絵画に描かれた夢の幻想世界 2
夢の世界を描いたシリーズ『夢魔』も有名な作品のひとつですね。
眠っている女性のそばに馬が顔を出し、その女性はおそらく悪夢を見ているのでしょう、彼女の胸の上には悪魔(インクブス)がのっかっている・・・
そんな幻想的な油絵です。
一方、フランスの新古典主義の画家、アングル(1780~1867)が描いた『オシアンの夢』という作品は、古代ケルト人の叙情詩『オシアンの歌』に題材を求めたもの。
詩人オシアンが竪琴にもたれて眠り、恋人や勇者たちの夢を見ているという設定ですが、面白いのはオシアンはカラーで、夢の登場人物はモノクロで描き分けていることです。

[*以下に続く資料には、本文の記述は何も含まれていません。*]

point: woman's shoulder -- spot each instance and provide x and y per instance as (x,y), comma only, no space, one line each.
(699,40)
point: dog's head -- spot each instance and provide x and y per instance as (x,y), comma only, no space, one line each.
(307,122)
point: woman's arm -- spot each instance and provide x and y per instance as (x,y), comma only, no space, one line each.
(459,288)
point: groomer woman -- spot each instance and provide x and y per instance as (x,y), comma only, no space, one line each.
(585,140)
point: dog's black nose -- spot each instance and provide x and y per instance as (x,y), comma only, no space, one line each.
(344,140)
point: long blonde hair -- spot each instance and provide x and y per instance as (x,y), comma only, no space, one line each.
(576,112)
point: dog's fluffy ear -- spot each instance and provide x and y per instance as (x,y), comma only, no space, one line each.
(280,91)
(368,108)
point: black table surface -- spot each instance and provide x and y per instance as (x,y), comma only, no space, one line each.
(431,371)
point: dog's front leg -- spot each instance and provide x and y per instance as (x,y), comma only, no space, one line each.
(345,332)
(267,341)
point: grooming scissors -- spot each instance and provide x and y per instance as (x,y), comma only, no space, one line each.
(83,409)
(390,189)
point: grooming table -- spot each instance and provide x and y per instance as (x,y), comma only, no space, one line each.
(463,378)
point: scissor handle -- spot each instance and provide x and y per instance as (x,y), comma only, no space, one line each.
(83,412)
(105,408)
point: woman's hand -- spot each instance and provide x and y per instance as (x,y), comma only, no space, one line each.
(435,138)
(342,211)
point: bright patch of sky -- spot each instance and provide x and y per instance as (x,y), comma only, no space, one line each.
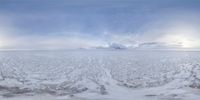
(72,24)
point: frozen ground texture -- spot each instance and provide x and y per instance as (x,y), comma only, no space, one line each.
(99,75)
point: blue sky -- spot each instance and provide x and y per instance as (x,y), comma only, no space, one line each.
(69,24)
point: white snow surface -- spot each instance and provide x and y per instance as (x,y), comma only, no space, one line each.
(99,75)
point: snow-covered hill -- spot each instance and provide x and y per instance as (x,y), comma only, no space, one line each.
(102,74)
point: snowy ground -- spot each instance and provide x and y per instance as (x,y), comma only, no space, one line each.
(99,75)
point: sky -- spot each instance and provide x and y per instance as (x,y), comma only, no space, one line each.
(74,24)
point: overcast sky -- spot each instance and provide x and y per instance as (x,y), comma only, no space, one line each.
(71,24)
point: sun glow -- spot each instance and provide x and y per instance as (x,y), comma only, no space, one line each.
(182,37)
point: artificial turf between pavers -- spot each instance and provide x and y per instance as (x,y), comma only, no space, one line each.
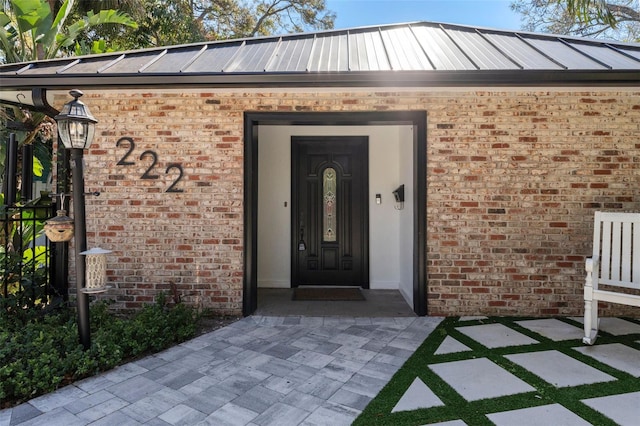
(379,410)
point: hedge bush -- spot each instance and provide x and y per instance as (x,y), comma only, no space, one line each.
(39,353)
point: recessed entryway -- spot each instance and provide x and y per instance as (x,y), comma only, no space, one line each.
(394,246)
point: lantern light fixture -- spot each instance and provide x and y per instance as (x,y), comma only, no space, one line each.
(76,125)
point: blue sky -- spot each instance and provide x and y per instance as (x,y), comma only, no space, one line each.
(481,13)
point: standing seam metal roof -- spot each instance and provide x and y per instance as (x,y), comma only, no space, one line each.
(421,49)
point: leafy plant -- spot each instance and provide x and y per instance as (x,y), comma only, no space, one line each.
(39,354)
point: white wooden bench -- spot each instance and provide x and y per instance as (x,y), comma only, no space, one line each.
(615,263)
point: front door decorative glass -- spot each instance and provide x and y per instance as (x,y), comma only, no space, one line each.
(329,201)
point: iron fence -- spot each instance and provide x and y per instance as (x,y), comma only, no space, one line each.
(31,267)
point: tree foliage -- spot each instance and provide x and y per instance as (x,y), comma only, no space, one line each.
(44,29)
(614,19)
(171,22)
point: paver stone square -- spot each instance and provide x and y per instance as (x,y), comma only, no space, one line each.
(450,345)
(559,369)
(619,326)
(553,329)
(496,335)
(616,355)
(417,396)
(553,414)
(622,409)
(480,378)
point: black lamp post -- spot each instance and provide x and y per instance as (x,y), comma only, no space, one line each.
(76,128)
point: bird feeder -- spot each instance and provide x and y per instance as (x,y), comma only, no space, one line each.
(59,228)
(96,270)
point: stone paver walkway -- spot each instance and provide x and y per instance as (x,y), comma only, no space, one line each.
(479,378)
(258,371)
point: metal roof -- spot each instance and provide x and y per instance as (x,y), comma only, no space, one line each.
(419,54)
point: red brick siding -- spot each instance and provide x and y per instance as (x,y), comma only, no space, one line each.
(513,180)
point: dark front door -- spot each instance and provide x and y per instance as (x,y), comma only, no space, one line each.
(330,215)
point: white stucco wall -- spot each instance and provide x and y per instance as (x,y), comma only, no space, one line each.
(390,240)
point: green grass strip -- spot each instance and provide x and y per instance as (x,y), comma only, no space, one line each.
(378,412)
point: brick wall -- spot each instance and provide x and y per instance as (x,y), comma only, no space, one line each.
(513,180)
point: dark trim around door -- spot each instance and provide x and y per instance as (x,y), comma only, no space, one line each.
(254,119)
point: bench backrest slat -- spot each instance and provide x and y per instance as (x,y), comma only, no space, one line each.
(616,244)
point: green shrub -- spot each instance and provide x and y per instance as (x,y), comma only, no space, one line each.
(39,354)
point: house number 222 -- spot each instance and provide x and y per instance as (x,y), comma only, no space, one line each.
(149,173)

劇映画にはときどきこの手法が取り入れられているようです。
『オシアンの夢』はアングルのほかにも多くの画家が描いていますが、アングルの作品はナポレオンの寝室の天井画として描いたものでした。
現代の画家で夢をモチーフにした作品を多く発表しているのが、シュールレアリズムで知られるサルバトーレ・ダリです。

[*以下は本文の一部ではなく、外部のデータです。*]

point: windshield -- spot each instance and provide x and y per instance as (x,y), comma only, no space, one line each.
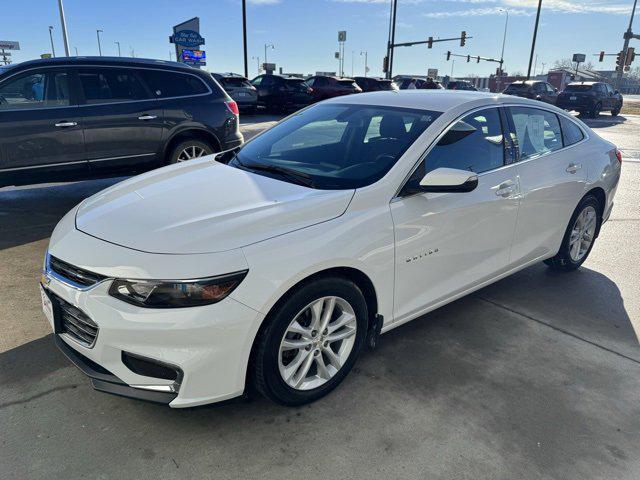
(578,88)
(335,146)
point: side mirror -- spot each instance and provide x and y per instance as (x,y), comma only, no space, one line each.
(449,180)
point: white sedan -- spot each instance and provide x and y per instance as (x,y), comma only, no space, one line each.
(274,264)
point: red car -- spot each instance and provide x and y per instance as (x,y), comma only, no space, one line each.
(328,87)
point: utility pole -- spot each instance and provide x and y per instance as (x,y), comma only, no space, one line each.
(63,25)
(393,38)
(533,42)
(504,39)
(53,49)
(99,47)
(244,37)
(628,35)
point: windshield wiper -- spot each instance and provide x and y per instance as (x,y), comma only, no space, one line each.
(293,175)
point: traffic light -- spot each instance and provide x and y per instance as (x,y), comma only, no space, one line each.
(620,60)
(631,55)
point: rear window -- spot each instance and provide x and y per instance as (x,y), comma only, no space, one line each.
(578,88)
(236,82)
(173,84)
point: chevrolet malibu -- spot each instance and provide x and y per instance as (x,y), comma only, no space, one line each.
(272,265)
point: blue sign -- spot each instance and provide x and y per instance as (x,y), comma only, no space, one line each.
(187,38)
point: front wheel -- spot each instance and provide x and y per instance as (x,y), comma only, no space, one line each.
(579,237)
(311,342)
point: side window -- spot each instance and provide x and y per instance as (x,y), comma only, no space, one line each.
(474,143)
(571,133)
(35,90)
(106,85)
(537,131)
(172,84)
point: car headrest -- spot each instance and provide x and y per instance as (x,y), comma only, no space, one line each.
(392,126)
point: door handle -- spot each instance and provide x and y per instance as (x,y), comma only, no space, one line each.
(505,189)
(66,124)
(573,167)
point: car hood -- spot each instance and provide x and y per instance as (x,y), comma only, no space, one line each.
(203,207)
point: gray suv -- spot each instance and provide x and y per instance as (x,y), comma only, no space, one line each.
(66,119)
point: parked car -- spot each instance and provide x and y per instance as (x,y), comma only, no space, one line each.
(239,89)
(590,98)
(461,85)
(328,87)
(404,83)
(281,93)
(276,264)
(65,118)
(374,84)
(534,89)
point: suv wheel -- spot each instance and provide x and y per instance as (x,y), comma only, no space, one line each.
(579,237)
(190,149)
(311,342)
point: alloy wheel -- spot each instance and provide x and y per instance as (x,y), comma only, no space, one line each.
(317,343)
(582,233)
(191,152)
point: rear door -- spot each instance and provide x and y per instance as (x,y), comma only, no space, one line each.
(446,243)
(123,123)
(552,180)
(40,125)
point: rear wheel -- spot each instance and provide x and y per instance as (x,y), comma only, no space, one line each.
(190,149)
(311,342)
(579,237)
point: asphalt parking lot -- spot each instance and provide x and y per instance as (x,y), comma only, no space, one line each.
(534,377)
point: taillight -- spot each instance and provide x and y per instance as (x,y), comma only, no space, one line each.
(232,106)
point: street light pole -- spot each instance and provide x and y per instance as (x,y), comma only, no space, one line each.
(244,37)
(533,42)
(99,46)
(504,38)
(63,25)
(53,49)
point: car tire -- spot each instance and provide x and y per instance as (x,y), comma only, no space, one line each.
(191,147)
(279,369)
(569,257)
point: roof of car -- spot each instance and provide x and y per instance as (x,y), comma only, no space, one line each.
(436,100)
(124,61)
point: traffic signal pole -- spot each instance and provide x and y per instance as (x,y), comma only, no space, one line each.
(628,35)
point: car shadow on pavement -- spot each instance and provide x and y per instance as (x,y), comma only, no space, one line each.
(30,213)
(499,389)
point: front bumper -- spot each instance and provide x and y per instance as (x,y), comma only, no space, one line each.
(209,345)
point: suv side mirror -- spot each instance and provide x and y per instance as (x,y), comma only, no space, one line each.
(449,180)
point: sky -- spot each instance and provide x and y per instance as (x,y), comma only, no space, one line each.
(304,32)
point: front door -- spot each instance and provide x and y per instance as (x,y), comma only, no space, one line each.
(123,123)
(40,125)
(447,243)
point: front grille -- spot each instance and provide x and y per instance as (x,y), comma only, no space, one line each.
(77,324)
(74,275)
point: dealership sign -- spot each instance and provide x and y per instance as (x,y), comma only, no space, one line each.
(187,38)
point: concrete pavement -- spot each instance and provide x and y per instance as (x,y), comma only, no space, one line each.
(534,377)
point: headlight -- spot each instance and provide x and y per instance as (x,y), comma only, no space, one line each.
(175,293)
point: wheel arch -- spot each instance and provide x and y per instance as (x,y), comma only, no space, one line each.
(186,133)
(357,276)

このダリは実際に見た夢を参考にして絵の構想を練ったそうですが、その方法というのがユニークです。
ひじかけ椅子にすわり、指にスプーンをはさみ、スプーンの真下には鑛のお皿を置いてうたた寝をしたのです。
・・・そう、眠ってしまうと指からスプーンが落ち、下にあるお皿が音を立てるというわけです。
入眠時の幻覚、つまり夢を見逃さないためのユニークなアイデアだったのです。
しかしもしも布団 羽毛の中でぐっすり眠ってしまったら、さすがにスプーンの音を立てられても起きられないですよね。